The entity_key and idempotency_key an operator emits are behavioral contracts: change them and yesterday's dedup no longer applies to today's retries. Pin them in tests the way you would pin a wire format. See Single-flight & idempotency.

Promoting to production

Promotion is deliberately small. The operator does not change, because it names capabilities, not vendors. The policy does not change, because it names capabilities too. The only thing that moves is the connection bound to the role.

Swap the connection binding

Rebind the role from the sandbox connection to the live one. Credentials never mix: the live connection holds its own secret, entered at connection time, and nothing from the sandbox connection carries over.

bash
# the live connector takes over the orders role
fibric connectors add cn-magento --connection magento-live --as orders

# confirm every capability the operator needs is served by the live binding
fibric capabilities ls
fibric policy validate ship-risk-guardrails --against ship-risk
$ fibric capabilities ls CAPABILITY CONNECTOR STATUS orders.read cn-magento ready orders.hold cn-magento ready orders.notify cn-magento ready binding changed: orders → magento-live (was sandbox-orders)

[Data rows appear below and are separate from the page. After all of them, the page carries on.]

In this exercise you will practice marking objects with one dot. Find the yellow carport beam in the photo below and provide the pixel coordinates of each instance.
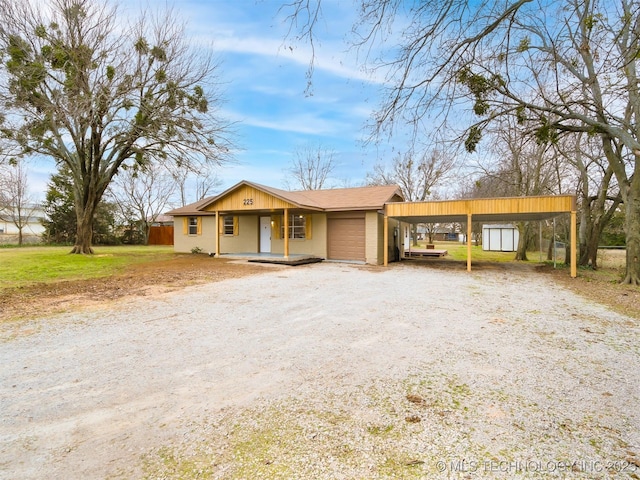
(468, 242)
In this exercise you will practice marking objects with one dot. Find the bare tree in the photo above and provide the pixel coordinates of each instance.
(80, 86)
(201, 182)
(598, 193)
(416, 178)
(17, 206)
(568, 66)
(310, 167)
(142, 194)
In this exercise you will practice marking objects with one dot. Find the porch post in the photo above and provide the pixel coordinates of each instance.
(468, 242)
(574, 251)
(385, 240)
(286, 233)
(217, 230)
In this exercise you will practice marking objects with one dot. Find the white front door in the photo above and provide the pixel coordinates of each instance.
(265, 234)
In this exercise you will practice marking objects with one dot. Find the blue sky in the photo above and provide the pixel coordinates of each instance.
(263, 84)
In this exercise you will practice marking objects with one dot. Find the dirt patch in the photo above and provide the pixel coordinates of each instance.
(138, 280)
(327, 371)
(602, 286)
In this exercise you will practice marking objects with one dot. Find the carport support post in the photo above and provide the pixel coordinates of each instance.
(385, 242)
(286, 233)
(469, 242)
(574, 251)
(217, 233)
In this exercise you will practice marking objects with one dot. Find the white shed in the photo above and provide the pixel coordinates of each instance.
(500, 238)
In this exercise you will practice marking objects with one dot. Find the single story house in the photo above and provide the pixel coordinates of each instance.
(248, 218)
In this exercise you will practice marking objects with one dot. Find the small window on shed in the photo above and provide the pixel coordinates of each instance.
(229, 225)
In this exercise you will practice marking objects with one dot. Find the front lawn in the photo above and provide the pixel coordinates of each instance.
(20, 267)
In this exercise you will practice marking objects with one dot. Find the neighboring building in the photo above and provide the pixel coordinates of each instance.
(500, 238)
(34, 217)
(336, 224)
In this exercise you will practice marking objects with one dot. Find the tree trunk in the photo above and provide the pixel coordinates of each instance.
(632, 232)
(84, 225)
(589, 251)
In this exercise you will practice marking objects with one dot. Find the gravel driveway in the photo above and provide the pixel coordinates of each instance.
(328, 371)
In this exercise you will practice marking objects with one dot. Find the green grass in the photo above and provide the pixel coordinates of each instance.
(20, 267)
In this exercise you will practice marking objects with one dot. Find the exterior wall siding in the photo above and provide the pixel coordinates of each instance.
(316, 246)
(206, 241)
(373, 237)
(247, 239)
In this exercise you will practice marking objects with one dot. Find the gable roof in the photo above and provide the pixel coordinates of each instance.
(338, 199)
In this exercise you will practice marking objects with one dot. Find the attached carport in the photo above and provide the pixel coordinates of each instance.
(484, 210)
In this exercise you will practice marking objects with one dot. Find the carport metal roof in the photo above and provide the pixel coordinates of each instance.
(484, 210)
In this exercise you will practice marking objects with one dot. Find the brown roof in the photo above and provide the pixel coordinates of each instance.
(336, 199)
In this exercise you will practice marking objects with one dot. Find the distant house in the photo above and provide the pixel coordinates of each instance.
(337, 224)
(33, 228)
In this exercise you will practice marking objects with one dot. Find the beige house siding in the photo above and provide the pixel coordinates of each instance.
(206, 240)
(316, 246)
(373, 232)
(247, 239)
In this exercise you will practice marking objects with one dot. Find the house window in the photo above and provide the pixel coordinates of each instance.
(297, 226)
(228, 225)
(193, 225)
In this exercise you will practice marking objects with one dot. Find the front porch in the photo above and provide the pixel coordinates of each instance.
(274, 258)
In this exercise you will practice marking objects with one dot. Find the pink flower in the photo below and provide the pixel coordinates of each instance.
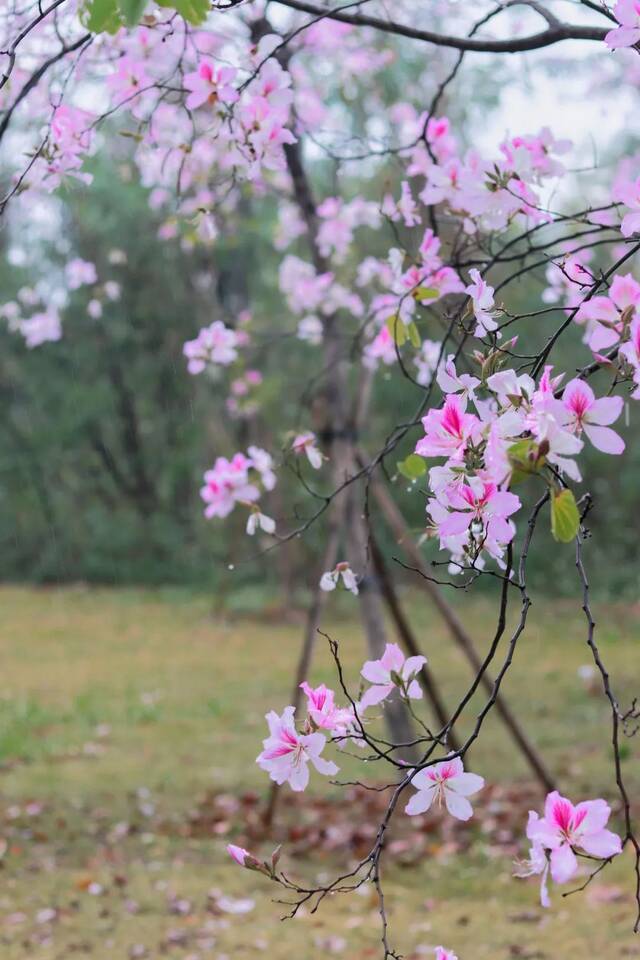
(565, 828)
(593, 416)
(392, 671)
(478, 501)
(287, 753)
(324, 712)
(320, 704)
(444, 781)
(482, 296)
(215, 344)
(210, 84)
(631, 352)
(603, 314)
(226, 484)
(448, 431)
(627, 13)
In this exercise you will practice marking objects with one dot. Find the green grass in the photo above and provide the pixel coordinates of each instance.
(120, 710)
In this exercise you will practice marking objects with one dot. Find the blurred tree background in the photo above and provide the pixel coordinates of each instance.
(105, 436)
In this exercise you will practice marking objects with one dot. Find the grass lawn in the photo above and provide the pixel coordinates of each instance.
(129, 723)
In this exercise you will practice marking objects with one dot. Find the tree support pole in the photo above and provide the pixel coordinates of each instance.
(409, 641)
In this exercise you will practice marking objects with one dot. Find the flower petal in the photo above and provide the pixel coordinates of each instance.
(420, 801)
(563, 863)
(459, 807)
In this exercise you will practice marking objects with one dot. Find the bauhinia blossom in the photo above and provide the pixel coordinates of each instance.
(444, 782)
(259, 521)
(565, 828)
(585, 413)
(227, 483)
(239, 854)
(392, 671)
(324, 713)
(287, 754)
(448, 431)
(307, 443)
(482, 299)
(215, 344)
(631, 353)
(211, 85)
(329, 579)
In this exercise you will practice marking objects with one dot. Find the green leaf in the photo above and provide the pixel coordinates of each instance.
(413, 467)
(397, 329)
(565, 517)
(100, 16)
(195, 11)
(426, 293)
(132, 10)
(414, 336)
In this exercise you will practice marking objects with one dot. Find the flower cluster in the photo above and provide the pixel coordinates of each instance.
(517, 425)
(563, 830)
(240, 480)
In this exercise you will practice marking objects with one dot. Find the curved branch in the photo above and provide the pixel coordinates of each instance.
(555, 32)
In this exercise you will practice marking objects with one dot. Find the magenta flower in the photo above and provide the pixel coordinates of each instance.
(210, 84)
(287, 753)
(448, 431)
(565, 828)
(227, 483)
(393, 670)
(320, 704)
(448, 782)
(593, 416)
(482, 502)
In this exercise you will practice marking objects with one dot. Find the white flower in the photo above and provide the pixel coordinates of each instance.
(329, 579)
(260, 520)
(445, 781)
(306, 443)
(310, 330)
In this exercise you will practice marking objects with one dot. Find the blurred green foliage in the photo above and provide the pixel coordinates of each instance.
(105, 435)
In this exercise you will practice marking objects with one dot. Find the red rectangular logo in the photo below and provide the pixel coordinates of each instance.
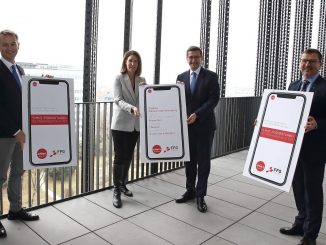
(49, 119)
(279, 135)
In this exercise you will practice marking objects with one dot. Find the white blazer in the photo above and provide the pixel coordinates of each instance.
(124, 99)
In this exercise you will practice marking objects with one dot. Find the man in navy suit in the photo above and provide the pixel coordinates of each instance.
(202, 95)
(12, 138)
(309, 175)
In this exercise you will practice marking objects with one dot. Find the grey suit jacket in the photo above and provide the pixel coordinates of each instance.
(124, 99)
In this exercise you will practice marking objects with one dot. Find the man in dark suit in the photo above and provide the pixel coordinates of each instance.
(12, 138)
(202, 95)
(308, 178)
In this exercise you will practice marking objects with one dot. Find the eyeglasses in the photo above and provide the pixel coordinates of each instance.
(305, 61)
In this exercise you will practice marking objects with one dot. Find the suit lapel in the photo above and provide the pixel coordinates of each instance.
(129, 88)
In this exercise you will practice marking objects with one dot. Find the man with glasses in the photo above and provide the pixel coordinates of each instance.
(12, 138)
(202, 95)
(309, 174)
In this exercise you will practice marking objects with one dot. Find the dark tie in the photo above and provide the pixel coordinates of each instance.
(304, 85)
(15, 74)
(193, 82)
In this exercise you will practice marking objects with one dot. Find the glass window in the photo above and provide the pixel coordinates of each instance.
(110, 47)
(180, 29)
(144, 35)
(51, 37)
(242, 48)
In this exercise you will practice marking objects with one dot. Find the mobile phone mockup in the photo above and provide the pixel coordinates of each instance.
(49, 122)
(277, 137)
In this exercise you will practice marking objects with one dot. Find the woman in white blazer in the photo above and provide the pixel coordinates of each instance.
(125, 121)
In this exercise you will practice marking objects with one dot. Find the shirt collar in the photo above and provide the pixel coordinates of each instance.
(312, 78)
(7, 63)
(196, 71)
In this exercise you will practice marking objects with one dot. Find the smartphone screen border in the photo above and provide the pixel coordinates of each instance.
(294, 143)
(163, 87)
(48, 81)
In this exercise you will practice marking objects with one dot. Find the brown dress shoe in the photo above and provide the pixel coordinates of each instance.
(307, 241)
(189, 195)
(3, 232)
(201, 205)
(295, 230)
(22, 215)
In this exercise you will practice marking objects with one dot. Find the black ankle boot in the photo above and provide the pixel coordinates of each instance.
(124, 190)
(117, 198)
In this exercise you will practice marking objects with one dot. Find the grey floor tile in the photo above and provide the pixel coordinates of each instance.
(129, 208)
(87, 213)
(209, 222)
(217, 241)
(285, 199)
(244, 235)
(126, 233)
(162, 187)
(229, 163)
(250, 181)
(235, 197)
(173, 230)
(226, 209)
(55, 227)
(87, 239)
(268, 225)
(148, 197)
(251, 190)
(279, 211)
(19, 233)
(226, 173)
(173, 178)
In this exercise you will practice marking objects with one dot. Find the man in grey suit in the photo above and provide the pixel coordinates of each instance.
(202, 95)
(12, 138)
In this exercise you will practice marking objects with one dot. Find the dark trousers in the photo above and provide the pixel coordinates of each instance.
(200, 144)
(308, 194)
(124, 145)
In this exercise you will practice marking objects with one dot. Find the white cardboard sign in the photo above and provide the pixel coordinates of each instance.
(163, 123)
(48, 122)
(277, 137)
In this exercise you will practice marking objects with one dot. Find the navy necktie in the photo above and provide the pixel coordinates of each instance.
(304, 85)
(16, 76)
(193, 82)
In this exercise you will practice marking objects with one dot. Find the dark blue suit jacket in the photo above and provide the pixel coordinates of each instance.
(10, 102)
(205, 98)
(314, 142)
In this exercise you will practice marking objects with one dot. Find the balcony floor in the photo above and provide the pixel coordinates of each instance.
(240, 211)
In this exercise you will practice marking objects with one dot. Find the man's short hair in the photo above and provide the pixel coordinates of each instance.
(313, 51)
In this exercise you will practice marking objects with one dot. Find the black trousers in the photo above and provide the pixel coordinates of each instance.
(200, 145)
(124, 145)
(308, 194)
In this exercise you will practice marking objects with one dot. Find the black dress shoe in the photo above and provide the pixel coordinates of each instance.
(307, 241)
(201, 204)
(117, 198)
(189, 195)
(125, 191)
(295, 230)
(3, 232)
(22, 215)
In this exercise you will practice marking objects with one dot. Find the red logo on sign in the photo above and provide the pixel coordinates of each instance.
(260, 166)
(41, 153)
(156, 149)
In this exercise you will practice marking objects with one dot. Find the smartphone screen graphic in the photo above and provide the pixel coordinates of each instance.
(49, 122)
(277, 137)
(163, 123)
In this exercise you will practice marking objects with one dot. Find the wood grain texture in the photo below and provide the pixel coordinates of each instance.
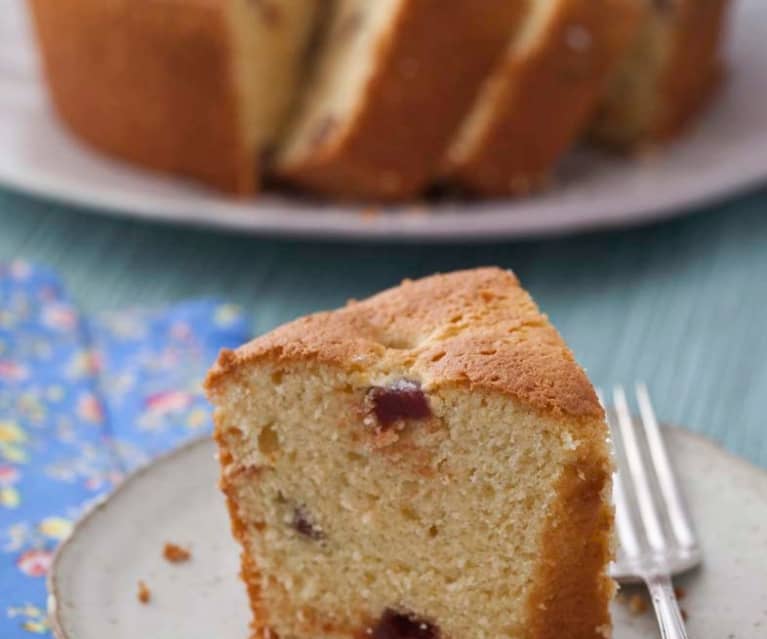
(682, 305)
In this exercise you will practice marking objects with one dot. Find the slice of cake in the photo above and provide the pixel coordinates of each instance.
(430, 463)
(668, 76)
(541, 94)
(197, 88)
(393, 81)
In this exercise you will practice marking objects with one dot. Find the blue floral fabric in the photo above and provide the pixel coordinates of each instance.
(83, 401)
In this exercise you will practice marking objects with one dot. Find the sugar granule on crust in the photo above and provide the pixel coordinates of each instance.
(144, 595)
(175, 554)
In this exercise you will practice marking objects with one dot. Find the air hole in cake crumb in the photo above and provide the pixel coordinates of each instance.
(268, 441)
(409, 514)
(303, 523)
(355, 458)
(397, 625)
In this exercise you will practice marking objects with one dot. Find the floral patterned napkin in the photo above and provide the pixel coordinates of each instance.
(83, 401)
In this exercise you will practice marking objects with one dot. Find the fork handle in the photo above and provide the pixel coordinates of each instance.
(666, 607)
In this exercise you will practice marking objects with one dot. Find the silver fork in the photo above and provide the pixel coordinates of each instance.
(655, 533)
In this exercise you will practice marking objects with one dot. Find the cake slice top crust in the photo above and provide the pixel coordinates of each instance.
(476, 329)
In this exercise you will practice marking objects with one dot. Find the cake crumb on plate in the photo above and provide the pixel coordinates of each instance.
(176, 554)
(144, 595)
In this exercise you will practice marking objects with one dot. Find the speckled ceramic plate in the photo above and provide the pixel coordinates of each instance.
(725, 154)
(93, 583)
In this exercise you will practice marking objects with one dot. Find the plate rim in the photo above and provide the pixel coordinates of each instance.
(54, 610)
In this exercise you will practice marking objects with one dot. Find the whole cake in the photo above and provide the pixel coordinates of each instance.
(672, 68)
(430, 463)
(200, 88)
(375, 101)
(391, 85)
(541, 94)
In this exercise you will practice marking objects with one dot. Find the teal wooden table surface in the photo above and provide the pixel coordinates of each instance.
(682, 305)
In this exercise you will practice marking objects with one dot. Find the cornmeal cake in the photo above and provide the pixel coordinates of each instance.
(541, 94)
(671, 71)
(195, 87)
(393, 81)
(430, 463)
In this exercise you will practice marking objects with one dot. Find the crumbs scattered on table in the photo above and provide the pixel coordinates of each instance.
(144, 595)
(175, 554)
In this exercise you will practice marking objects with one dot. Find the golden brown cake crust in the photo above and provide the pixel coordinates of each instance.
(572, 585)
(695, 69)
(150, 82)
(475, 328)
(409, 110)
(546, 98)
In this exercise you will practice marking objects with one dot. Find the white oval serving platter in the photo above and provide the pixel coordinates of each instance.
(93, 582)
(725, 154)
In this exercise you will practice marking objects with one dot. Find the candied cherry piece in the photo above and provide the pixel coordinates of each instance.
(397, 625)
(402, 400)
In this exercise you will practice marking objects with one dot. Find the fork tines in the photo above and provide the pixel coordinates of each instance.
(652, 520)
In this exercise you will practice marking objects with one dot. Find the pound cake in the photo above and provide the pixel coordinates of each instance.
(430, 463)
(199, 88)
(392, 83)
(541, 95)
(672, 69)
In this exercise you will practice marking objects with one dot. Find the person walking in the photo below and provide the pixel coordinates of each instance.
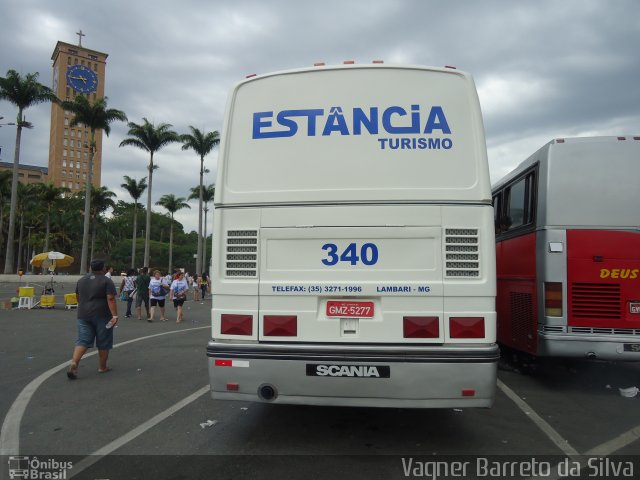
(178, 293)
(128, 286)
(142, 292)
(204, 284)
(196, 288)
(97, 315)
(158, 289)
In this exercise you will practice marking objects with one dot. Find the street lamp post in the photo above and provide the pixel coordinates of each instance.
(29, 267)
(3, 124)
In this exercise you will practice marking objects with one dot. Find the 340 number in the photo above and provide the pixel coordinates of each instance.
(368, 254)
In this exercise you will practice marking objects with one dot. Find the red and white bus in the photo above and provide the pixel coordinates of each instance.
(568, 250)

Run the first live pass supervised

Even with a tested operator and an unchanged policy, take the first production contact in two steps. First a dry run, which senses real data and evaluates the real plan but executes nothing; then a single supervised run with receipts tailing in another terminal.

bash
# 1. real data, real evaluation, zero side effects
fibric operators run ship-risk --dry-run

# 2. one real run, watched live
fibric operators run ship-risk --once
fibric receipts tail --operator ship-risk
$ fibric operators run ship-risk --dry-run sensed 217 open orders (live: cn-magento) reasoned proposed 3 holds (dry run: nothing will execute) would-be dispositions: orders.hold SO-30112 ALLOW key=ship-risk:SO-30112:hold orders.hold SO-30140 ALLOW key=ship-risk:SO-30140:hold orders.hold SO-30158 ALLOW key=ship-risk:SO-30158:hold ✓ dry run complete · 0 side effects

If the dry run proposes anything surprising, nothing has happened yet; fix the operator or tighten the policy and repeat. Once the supervised run behaves, hand the operator its schedule or live trigger. Ongoing observation, alerting on BLOCK rates, and receipt-based review are covered in Monitor operators in production; moving a whole workload between systems this way is the subject of Migrate a connector without downtime.

i
Proven in production

This sandbox-to-live path is how BearScope, Fibric's flagship product, runs in production today: operators developed against fixtures and sandbox connections, promoted by rebinding roles, governed by the same policies in both environments.